Groups opposed to the $500 million redevelopment of the Australian War Memorial have slammed the decision to approve the project, saying it was a done deal that ignored expert evidence.
”The fix was in,” was how Heritage Guardians convener David Stephens described Environment Minister Sussan Ley’s decision, which came with 29 conditions.
The Australian Institute of Architects, which had campaigned vigorously against the project and the destruction of the award-winning Anzac Hall to make way for an expanded memorial, was bitterly disappointed.
Act Chapter President Shannon Battisson said the decision reflected a comprehensive failure to listen to the advice of experts and the wishes of the community alike.
“Approving the destruction of Anzac Hall, when the site’s Heritage Management Plan expressly requires its conservation, is one of the most appalling examples of disregarding heritage protections and rubber-stamping a major public project in recent memory,” she said.
“This is the wanton destruction of a much-loved public space and all the talent, effort and treasured memories – not to mention taxpayer dollars – that went into it.”
Mr Stephens said the project had been characterised by dodgy processes and hyperbole, but the outcome was inevitable for political reasons.
”It’s essentially been pretty much a done deal for two years and it’s had this consultation window dressing along the way,” he said.
”We’ve tried to show people the flaws in the project, the faults and the inadequate arguments but political battles aren’t always won by the best arguments.”
The Guardians would examine the decision closely but it appeared the conditions were mostly trivial.
Mr Stephens said that despite the result, the Guardians had at least been able to put a lot on the record about why they thought the project was wrong, ill-advised and not supported by the evidence.
He said the Labor Opposition had been missing in action but ”once you throw the Anzac cloak over an argument, it’s very hard for an Opposition to argue against something the government is strong on”.
The Memorial was starting to look more like a military museum than a place of commemoration, Mr Stephens said.
”The new space is bigger than the MCG – 2.5 hectares – and a lot of that will be filled with retired military equipment and kit, helicopters and Hornet jets and so on, which are kind of interesting but it’s more toys for the boys than anything to do with commemoration,” he said.
Mr Stephens said this was not surprising given that the Memorial council is heavy with current and ex-military officers ”and doesn’t look at all like the widely representative voluntary forces that have been typically fighting for Australia for over 100 years”.
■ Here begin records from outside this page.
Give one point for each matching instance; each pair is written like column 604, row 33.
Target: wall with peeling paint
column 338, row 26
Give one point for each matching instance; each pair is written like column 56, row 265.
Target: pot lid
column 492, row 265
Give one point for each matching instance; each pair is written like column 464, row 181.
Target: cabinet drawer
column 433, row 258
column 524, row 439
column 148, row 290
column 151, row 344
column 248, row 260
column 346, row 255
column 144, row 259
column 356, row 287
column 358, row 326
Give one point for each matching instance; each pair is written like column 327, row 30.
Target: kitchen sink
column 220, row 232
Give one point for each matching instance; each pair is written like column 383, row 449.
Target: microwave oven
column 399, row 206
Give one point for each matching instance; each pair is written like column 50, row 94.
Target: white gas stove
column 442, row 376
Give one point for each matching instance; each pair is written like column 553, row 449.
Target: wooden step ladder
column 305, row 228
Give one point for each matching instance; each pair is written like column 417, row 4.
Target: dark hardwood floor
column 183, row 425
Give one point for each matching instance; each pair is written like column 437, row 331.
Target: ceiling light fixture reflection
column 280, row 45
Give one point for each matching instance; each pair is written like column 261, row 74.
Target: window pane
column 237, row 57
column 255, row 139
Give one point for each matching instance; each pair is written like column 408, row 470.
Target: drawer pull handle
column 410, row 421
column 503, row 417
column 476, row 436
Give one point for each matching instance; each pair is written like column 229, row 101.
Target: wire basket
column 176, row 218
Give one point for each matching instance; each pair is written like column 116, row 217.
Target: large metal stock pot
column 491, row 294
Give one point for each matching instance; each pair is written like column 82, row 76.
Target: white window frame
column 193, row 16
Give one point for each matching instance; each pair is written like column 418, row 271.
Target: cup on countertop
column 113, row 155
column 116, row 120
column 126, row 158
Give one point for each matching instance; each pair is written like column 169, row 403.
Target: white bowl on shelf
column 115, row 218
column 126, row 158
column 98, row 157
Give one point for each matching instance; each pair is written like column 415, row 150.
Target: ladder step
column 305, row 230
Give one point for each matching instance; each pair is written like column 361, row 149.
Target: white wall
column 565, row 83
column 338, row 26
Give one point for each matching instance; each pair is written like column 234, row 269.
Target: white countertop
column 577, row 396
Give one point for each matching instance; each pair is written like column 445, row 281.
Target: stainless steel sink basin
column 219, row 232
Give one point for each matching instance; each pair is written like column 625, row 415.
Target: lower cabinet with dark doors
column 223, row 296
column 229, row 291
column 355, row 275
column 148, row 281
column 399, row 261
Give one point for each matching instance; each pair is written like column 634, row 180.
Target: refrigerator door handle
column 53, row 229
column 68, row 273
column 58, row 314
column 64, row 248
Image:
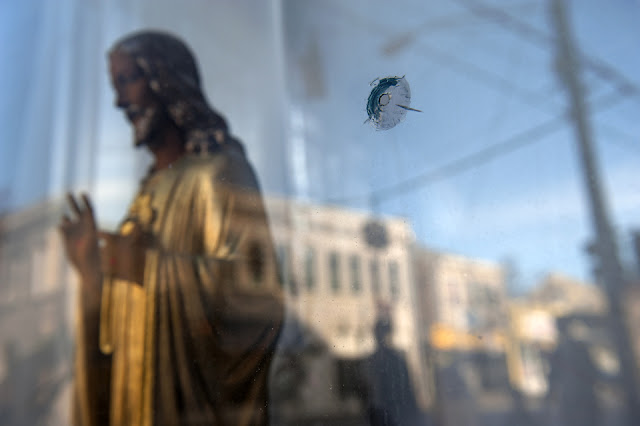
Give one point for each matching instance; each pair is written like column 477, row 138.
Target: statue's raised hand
column 80, row 236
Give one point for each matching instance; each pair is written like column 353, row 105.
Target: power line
column 541, row 38
column 497, row 82
column 515, row 142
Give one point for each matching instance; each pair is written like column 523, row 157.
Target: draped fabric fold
column 192, row 344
He said that after the Australian Heritage Council had came out against the project in its submission to the Memorial there had been hopes it would press the issue with the Minister who would take notice, but that had come to nought.
The Heritage Guardians’ submission to the parliamentary inquiry said the expansion would destroy the Memorial’s character and criticised the ”excessive veneration” of the Anzac story.
It was signed by 82 prominent Australians including former Defence secretary Paul Barrett, and former Memorial director Steve Gower.
The conditions include measures to protect heritage areas during construction such as a heritage buffer zone, ensuring the new areas fit with the existing buildings, and that any Indigenous sites are identified and preserved.
The project needs to clear two more hurdles, including the National Capital Authority, but it is expected to be waved through.